Friday, November 22, 2024

Vanilla, another endangered species and the target of thieves

Vanilla is the world’s second most expensive spice after saffron and one of 16 Mexican products that enjoy denomination of origin protection, but its long-term survival in Mexico is at risk.

The product is increasingly being targeted by thieves, driving growers to abandon the crop and grow something else.

Vanilla orchids are grown in several Mexican states including Chiapas, Oaxaca and San Luis Potosí but the epicenter of production is Veracruz and in particular Papantla, a city that has been known as “the vanilla capital” and which once upon a time was dubbed “the city that perfumes the world.”

But the heyday of vanilla production in Papantla and the wider Totonacapan region in the north of Veracruz is over, according to Óscar Ramírez, a vanilla farmer and president of a growers’ association.

“. . . They’re just memories,” he said, referring to Papantla’s erstwhile nicknames. “Vanilla [in Mexico] is sadly in danger of extinction.”

A kilogram of vanilla can yield prices as high as US $700, making the crop an attractive target for thieves for whom there is little deterrent against committing the crime.

In Papantla, a decades-old municipal decree establishes a fine of just 20 pesos (US $1) for stealing it, a penalty Ramírez described as “ridiculous.”

“The law has to be updated,” he said, adding that new, specific laws that set harsher penalties for vanilla theft should be adopted nationwide.

In recent years, a huge number of vanilla growers in the north of Veracruz have given up on cultivating the plant after seeing their hard work come to nothing as a result of theft.

It takes three years on average for producers to get to the stage when the pods on their vanilla orchids are ready for harvest, whereas thieves can profit much more quickly.

“Just imagine, years of work is stolen in minutes,” said Juan Salazar, a vanilla grower in El Ojital, a community near Papantla.

Vanilla orchids
Vanilla orchids: years of work can be stolen in minutes.

The farmer said that vanilla theft usually occurs in October and November just before the harvest, explaining that higher prices for “gourmet” vanilla in recent years – the per-kilo price has tripled – have only encouraged would-be thieves.

Salazar, who grows vanilla on a three-hectare property for customers that include tequila and perfume makers, said that growers last year were forced to take drastic measures to protect their crops.

“To guarantee that they would be able to harvest what they worked for the entire year, they [the growers] stayed at their plots, they made fires and they slept 10 meters away because those who cut [the plants] enter in the early morning,” he said.

“A lot of farmers carry machetes but if a thief has a gun, one puts his life on the line,” Salazar added, explaining that there have been cases in which growers have been killed while defending their plants.

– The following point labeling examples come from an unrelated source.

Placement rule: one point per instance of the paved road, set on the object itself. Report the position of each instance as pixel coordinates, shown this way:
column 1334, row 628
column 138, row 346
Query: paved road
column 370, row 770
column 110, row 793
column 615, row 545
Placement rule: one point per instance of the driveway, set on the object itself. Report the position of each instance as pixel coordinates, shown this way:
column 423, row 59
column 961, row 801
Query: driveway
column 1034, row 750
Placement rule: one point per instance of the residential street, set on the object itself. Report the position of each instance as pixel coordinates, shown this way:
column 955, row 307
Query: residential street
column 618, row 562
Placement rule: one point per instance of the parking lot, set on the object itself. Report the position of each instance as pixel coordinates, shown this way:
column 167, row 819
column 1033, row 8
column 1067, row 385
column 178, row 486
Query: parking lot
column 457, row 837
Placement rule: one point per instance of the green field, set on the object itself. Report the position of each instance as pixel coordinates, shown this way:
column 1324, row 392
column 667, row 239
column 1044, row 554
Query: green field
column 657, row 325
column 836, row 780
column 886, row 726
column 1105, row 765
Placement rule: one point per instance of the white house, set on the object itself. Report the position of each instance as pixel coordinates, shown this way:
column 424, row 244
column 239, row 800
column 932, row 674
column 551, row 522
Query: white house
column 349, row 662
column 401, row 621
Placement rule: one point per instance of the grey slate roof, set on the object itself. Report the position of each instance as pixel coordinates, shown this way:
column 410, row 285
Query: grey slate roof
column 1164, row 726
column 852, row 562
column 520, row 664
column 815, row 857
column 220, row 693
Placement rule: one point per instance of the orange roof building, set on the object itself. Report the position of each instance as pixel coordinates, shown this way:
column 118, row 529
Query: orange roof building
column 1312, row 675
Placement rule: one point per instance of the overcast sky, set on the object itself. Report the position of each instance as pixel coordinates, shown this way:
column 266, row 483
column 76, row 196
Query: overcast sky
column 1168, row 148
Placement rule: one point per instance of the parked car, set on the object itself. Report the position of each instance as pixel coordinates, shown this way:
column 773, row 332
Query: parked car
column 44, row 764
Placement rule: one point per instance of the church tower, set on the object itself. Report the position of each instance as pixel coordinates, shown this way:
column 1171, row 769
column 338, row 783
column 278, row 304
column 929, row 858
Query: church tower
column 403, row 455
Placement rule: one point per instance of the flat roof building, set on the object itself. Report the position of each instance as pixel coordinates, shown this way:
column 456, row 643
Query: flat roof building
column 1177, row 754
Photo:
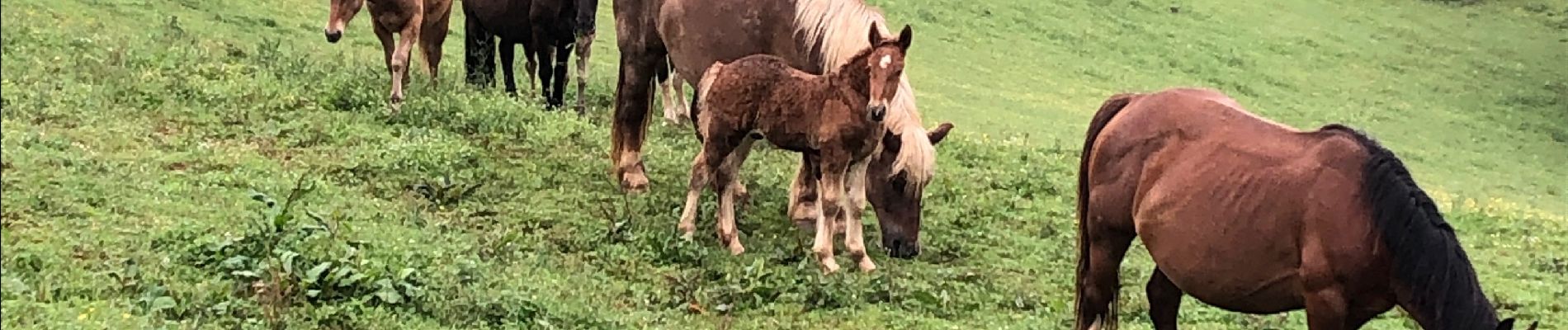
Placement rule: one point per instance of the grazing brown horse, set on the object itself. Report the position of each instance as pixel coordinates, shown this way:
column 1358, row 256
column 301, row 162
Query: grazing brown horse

While many producers have decided to get out of the vanilla-growing business altogether, others agree to sell their yield to opportunistic buyers who prey on their fear, Salazar explained.

“They come to purchase the vanilla early, before it completes its nine months of ripening. They pay low prices and the producer sometimes prefers to sell . . . so that their crops aren’t stolen,” he said.

The grower explained that the prices the coyotes pay are sometimes less than half the product’s real value but added that farmers prefer to get “a few pesos” than nothing at all.

In light of the increasing number of thefts, vanilla growers have appealed to authorities to bolster security in the north of the state to protect their industry as well as others, such as tourism.

“Vanilla has to be protected, it’s in danger of extinction and like any other species or animal that is in danger of extinction and for which laws are to protect them, the same must urgently be done with vanilla,” said Ramírez, the growers’ association president.

In addition to theft, climate change, the loss of tropical forests and cheap synthetically-made vanilla imitations also represent a threat to Mexico’s vanilla industry.

While the problems faced by Mexican vanilla and those who continue a tradition of cultivation that dates back to pre-Hispanic times are serious, Ramírez said the situation is not all doom and gloom.

“What nobody has taken away yet is the denomination of origin – Papantla vanilla, the best quality in the world.”